I decided to go with the latter. First was to try and figure the most efficient use of a piece of plywood. You can’t get a full turn out of a 4′ x 8′ sheet, but you can get two half circles out of one but with a tremendous amount of waste. Same goes for 1/4 turns. But I did figure that if I broke the circle into sixths ( a 60 degree arc ) I might be able to efficiently use a full sheet of plywood. Second was how to join the pieces together. What I came up with was to use 3/8″ plywood. I would take the 6 pieces and lay them out in a circle and then laminate them to 6 more pieces offset by half( a joint every 30 degrees ).
Then the problem was cutting all the pieces out and getting them to align right. I figures I could cut a master out and then use it to make the pieces using it and a pattern bit in my router table, but the thought of trying to get a ” perfect” master was a bit beyond my abilities. Turns out I didn’t have to . It occurred to me that my brother owns a metal cutting shop that uses high pressure water, computer controlled cutting machines. I asked if he could do this for me and gave him the dimension that I needed, he plugged them into the computer and in no time I had a the master I wanted cut out of 1/4″ aluminum.

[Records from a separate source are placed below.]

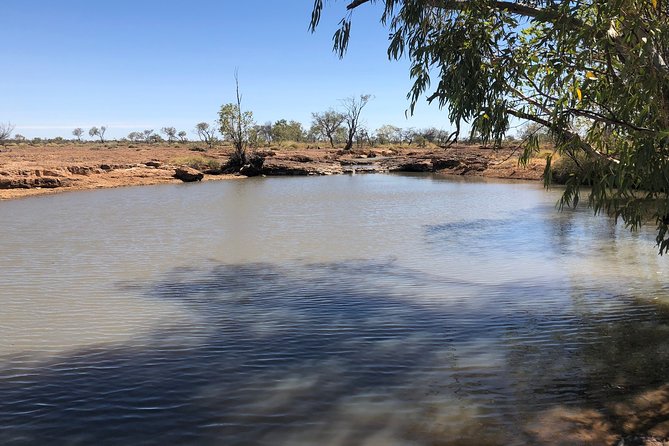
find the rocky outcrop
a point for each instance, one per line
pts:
(278, 166)
(82, 170)
(188, 174)
(32, 183)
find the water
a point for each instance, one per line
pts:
(365, 310)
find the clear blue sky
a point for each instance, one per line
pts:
(137, 64)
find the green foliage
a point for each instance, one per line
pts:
(235, 126)
(327, 125)
(595, 74)
(201, 163)
(283, 130)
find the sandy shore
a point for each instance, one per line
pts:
(27, 170)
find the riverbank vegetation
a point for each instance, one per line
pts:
(593, 74)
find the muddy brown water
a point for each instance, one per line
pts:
(366, 310)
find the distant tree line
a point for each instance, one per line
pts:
(342, 126)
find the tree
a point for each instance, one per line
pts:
(170, 132)
(148, 134)
(206, 133)
(5, 132)
(283, 130)
(389, 133)
(135, 136)
(352, 109)
(326, 124)
(99, 132)
(551, 63)
(77, 133)
(235, 125)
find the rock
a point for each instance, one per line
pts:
(440, 164)
(188, 174)
(301, 158)
(81, 170)
(32, 183)
(276, 166)
(249, 170)
(415, 165)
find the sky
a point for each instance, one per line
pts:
(146, 64)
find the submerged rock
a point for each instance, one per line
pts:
(188, 174)
(32, 183)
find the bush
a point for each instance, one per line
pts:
(201, 163)
(566, 167)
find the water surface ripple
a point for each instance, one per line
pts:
(367, 310)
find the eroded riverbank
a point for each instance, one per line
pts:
(27, 170)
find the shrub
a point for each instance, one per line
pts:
(201, 163)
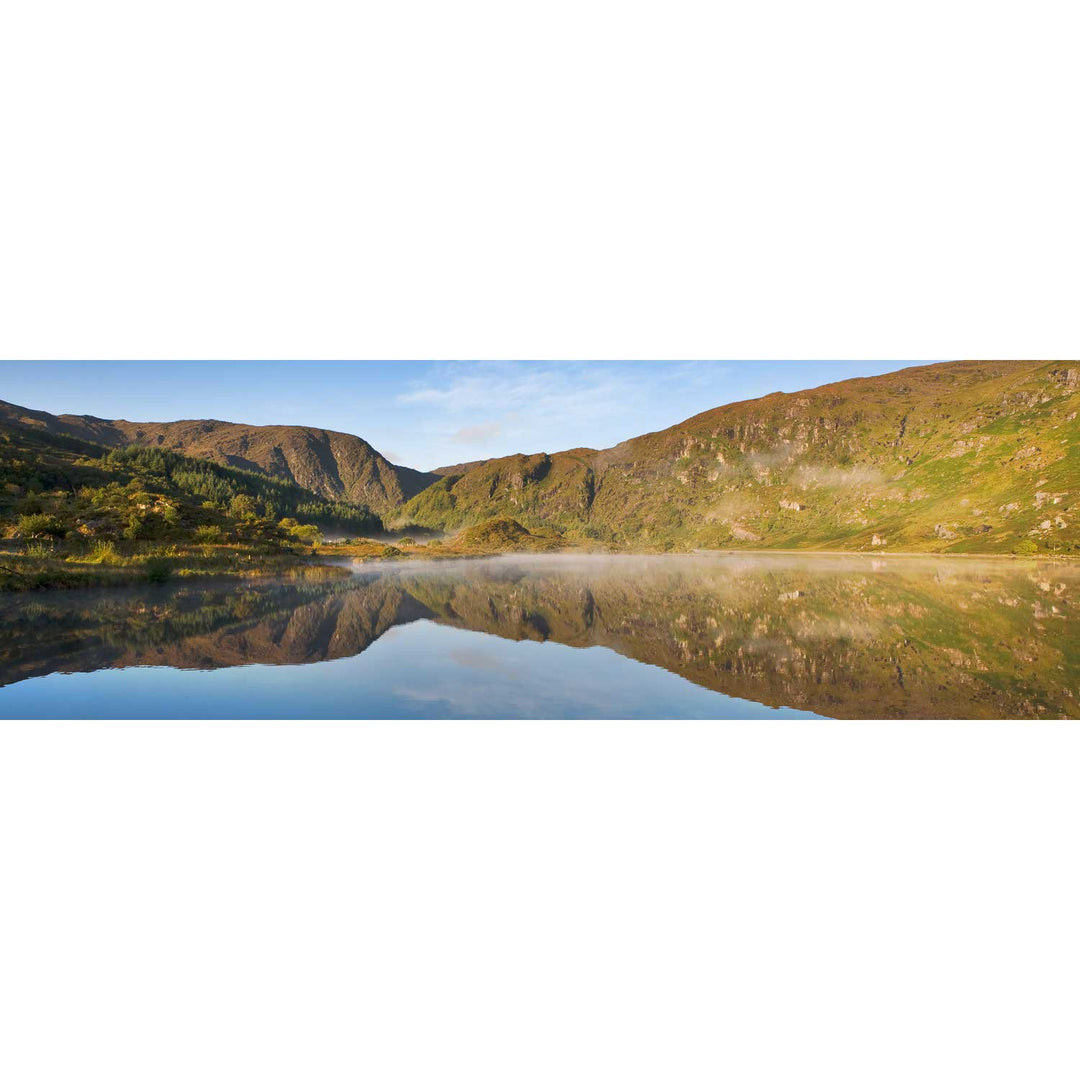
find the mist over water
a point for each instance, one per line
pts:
(710, 636)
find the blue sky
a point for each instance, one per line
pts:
(422, 413)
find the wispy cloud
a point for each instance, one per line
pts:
(526, 406)
(476, 433)
(586, 390)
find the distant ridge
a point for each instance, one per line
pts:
(329, 463)
(963, 456)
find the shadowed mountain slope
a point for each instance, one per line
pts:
(329, 463)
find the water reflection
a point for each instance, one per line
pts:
(847, 636)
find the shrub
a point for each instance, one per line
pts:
(102, 551)
(40, 525)
(158, 570)
(309, 534)
(243, 505)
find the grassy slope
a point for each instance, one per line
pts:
(333, 464)
(124, 516)
(961, 457)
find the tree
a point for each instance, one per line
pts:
(40, 525)
(244, 507)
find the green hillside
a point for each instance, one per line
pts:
(958, 457)
(77, 513)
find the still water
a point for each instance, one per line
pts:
(711, 636)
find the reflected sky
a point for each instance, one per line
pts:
(563, 636)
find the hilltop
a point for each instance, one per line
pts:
(956, 457)
(959, 457)
(331, 463)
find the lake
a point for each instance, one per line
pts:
(683, 636)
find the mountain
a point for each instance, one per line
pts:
(963, 456)
(980, 639)
(329, 463)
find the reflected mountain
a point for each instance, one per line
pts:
(846, 636)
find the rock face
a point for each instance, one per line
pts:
(832, 467)
(329, 463)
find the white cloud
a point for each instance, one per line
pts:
(476, 433)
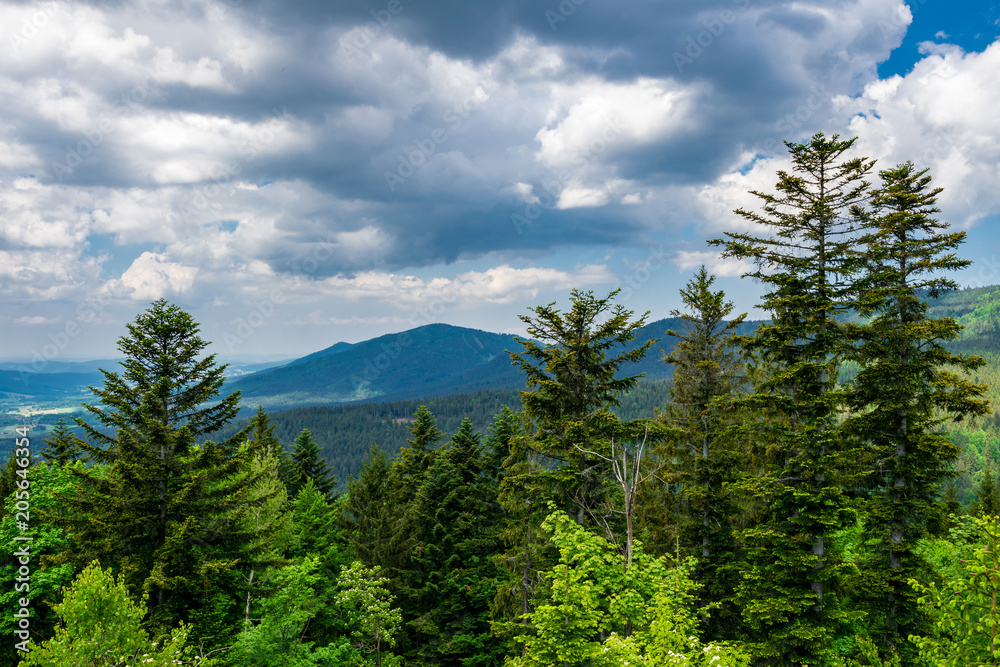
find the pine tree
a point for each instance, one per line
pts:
(262, 436)
(307, 465)
(808, 264)
(373, 519)
(62, 447)
(987, 502)
(457, 521)
(708, 372)
(906, 387)
(572, 384)
(414, 460)
(166, 513)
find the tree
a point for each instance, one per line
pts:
(307, 465)
(363, 592)
(907, 386)
(708, 373)
(590, 599)
(373, 520)
(278, 638)
(456, 518)
(62, 447)
(101, 627)
(166, 513)
(987, 500)
(417, 458)
(261, 434)
(572, 383)
(963, 606)
(808, 264)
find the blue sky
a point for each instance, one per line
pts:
(299, 173)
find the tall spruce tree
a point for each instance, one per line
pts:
(261, 436)
(572, 368)
(307, 465)
(456, 518)
(707, 374)
(62, 446)
(166, 513)
(807, 262)
(908, 384)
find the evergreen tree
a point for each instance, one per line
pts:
(62, 447)
(307, 465)
(572, 384)
(987, 502)
(262, 437)
(372, 518)
(164, 512)
(808, 265)
(457, 520)
(414, 460)
(906, 387)
(708, 372)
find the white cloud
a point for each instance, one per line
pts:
(151, 276)
(941, 115)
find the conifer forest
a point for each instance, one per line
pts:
(814, 490)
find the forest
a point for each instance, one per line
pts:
(818, 490)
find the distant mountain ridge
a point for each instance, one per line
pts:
(432, 360)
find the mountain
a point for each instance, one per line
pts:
(432, 360)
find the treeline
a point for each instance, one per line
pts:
(345, 433)
(775, 509)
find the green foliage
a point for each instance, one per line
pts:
(808, 262)
(62, 447)
(364, 595)
(308, 465)
(277, 637)
(456, 519)
(599, 613)
(44, 586)
(101, 627)
(708, 373)
(963, 607)
(171, 516)
(373, 519)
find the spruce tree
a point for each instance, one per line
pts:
(572, 368)
(987, 502)
(307, 465)
(908, 384)
(372, 517)
(415, 459)
(806, 260)
(456, 518)
(62, 446)
(261, 435)
(165, 512)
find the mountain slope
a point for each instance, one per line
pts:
(429, 360)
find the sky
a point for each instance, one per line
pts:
(295, 173)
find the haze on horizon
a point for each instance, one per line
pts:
(314, 172)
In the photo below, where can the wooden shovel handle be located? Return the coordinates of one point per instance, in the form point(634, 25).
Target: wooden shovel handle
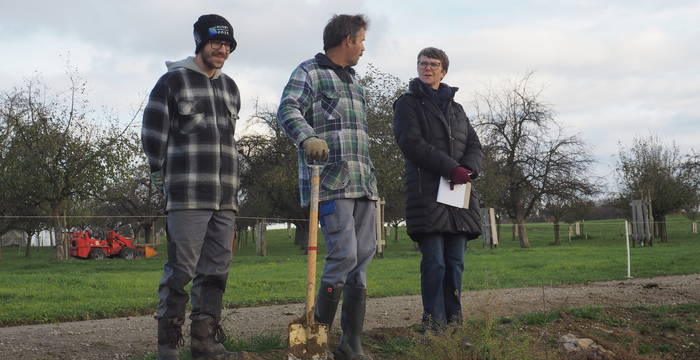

Now I wish that I could tell you that I was cutting the pieces for the helix, but I still have that issue of the train room being used for storage while we wait for the carpet install. What I am doing though is working on the subroadbed leading up to the helix as I need to set the entry height of the helix loops.
I bought a half sheet ( 4’x 4′ ) of 3/4″ plywood for the curves around the end of the peninsula and using the master, traced a bunch of curved section on it to try and see how many I could expect to get out of a full sheet. I was hoping to get 12 pieces as this would be enough for a full circle ( when using the 3/8″ plywood ), as it turned out I got 7 pieces out of the half sheet which means I can comfortably get 14 and possibly 15 out of a full sheet. YAY! Below are a series of photos that shows how it was done.
Since I already had the plywood base in for the town of Jackson, I worked up and down from there. Jackson is 3/4″ above 0, so I worked down from there to my 0 height. Coming out of Jackson is the end of the peninsula. The half curve there is a 2″ rise which matches the rise in the helix. If a train has a problem here, it won’t make it up the helix, better to know where you can see the train then when it’s in the helix and you can’t see it. Below are photos of the curves installed, you will also see that I got the backdrops painted.
As you can see I also started planning the track arrangement for Jackson, but as it turns out it is it’s own special hell and worthy of it’s own post.